If $p$ is a polynomial of degree 3, then between any two consecutive zeroes of p, can there be two zeroes of its derivative ( $p'$) ?
Suppose if there are two zeroes of $p'$ between two consecutive zeroes of $p$, then the graph needs to have structure which looks like the pic below
From the graph, it is clear that $p'$ has $3$ zeroes, which is not possible for cubic polynomial.
I tried to prove this by using Rolle's theorem. I was only successful in showing that cubic polynomial has no constant term. I would like to know if there is any other way to prove this apart from graphical solution.
If by "two roots between" you mean two distinct roots strictly between two roots of $p(x)$, you are correct: $p'(x)$ cannot have two distinct roots between consecutive roots of $p(x)$, if $p(x)$ is a cubic polynomial with real coefficients.
Say two roots of $p(x)$ are $x=a$ and $x=b$, $a\lt b$, and the two roots of $p'(x)$ are $r_1$ and $r_2$, with $a\lt r_1\lt r_2\lt b$. We will show that $p(x)$ has a zero strictly between $a$ and $b$, so that they are not "consecutive roots".
Since $p'(x)$ is a quadratic, it follows that $p'(x)$ changes signs at $x=r_1$ and at $x=r_2$. Replacing $p(x)$ with $-p(x)$ if necessary, we may assume that $p'(x)$ is positive to the left of $r_1$, negative between $r_1$ and $r_2$, and positive to the right of $r_2$.
That means that $p(x)$ is increasing on $(-\infty,r_1)$, decreasing on $(r_1,r_2)$, and increasing on $(r_2,\infty)$. Thus, $p(r_1)\gt 0$ (since $p(a)=0$ and $a\lt r_1$); and $p(r_2)\lt 0$ (because $p(b)=0$ and $r_2\lt b$). By the intermediate value theorem, it follows that $p(x)$ has a zero between $r_1$ and $r_2$, hence $p(x)$ has a zero between $a$ and $b$.
On the other hand, if you allow one of the roots of $p'(x)$ to coincide with either $a$ or $b$, then you can take $a=0$, $b=1$, and $p(x) = x(x-1)^2$ as a counterexample; here you get $p'(x) = (x-1)^2 + x(x-1) = (x-1)(x-1+x) = (x-1)(2x-1)$, which has roots at $x=\frac{1}{2}$ and $x=1$, both "between" $a$ and $b$ (since we are allowing them to equal $b$ in this scenario).
If you allow the two roots of $p'(x)$ to coincide, that is, to be a double root, then you are fine again unless all the roots for both $p(x)$ and $p'(x)$ coincide.
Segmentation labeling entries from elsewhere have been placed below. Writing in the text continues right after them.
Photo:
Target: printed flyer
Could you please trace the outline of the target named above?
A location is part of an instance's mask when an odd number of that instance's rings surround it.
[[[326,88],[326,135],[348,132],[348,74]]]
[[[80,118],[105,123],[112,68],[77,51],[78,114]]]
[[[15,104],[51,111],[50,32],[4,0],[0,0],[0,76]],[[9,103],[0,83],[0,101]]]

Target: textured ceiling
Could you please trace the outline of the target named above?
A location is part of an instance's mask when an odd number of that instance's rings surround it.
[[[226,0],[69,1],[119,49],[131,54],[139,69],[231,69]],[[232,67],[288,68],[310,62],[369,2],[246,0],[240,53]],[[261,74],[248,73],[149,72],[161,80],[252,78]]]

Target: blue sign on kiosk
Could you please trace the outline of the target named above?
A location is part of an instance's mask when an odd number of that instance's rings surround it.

By doing a horizontal shift we may assume that the double root of $p'(x)$ is at $0$, so that $p'(x) = Ax^2$ for some nonzero $A$; then $p(x)=ax^3+c$ for some $c$, and this polynomial has a single real root at $x=\sqrt[3]{-\frac{c}{a}}$; but if $c\neq 0$ then the roots of $p'(x)$ are not "between" the roots of $p(x)$. And if $c=0$, then all roots are the same, which of course is possible.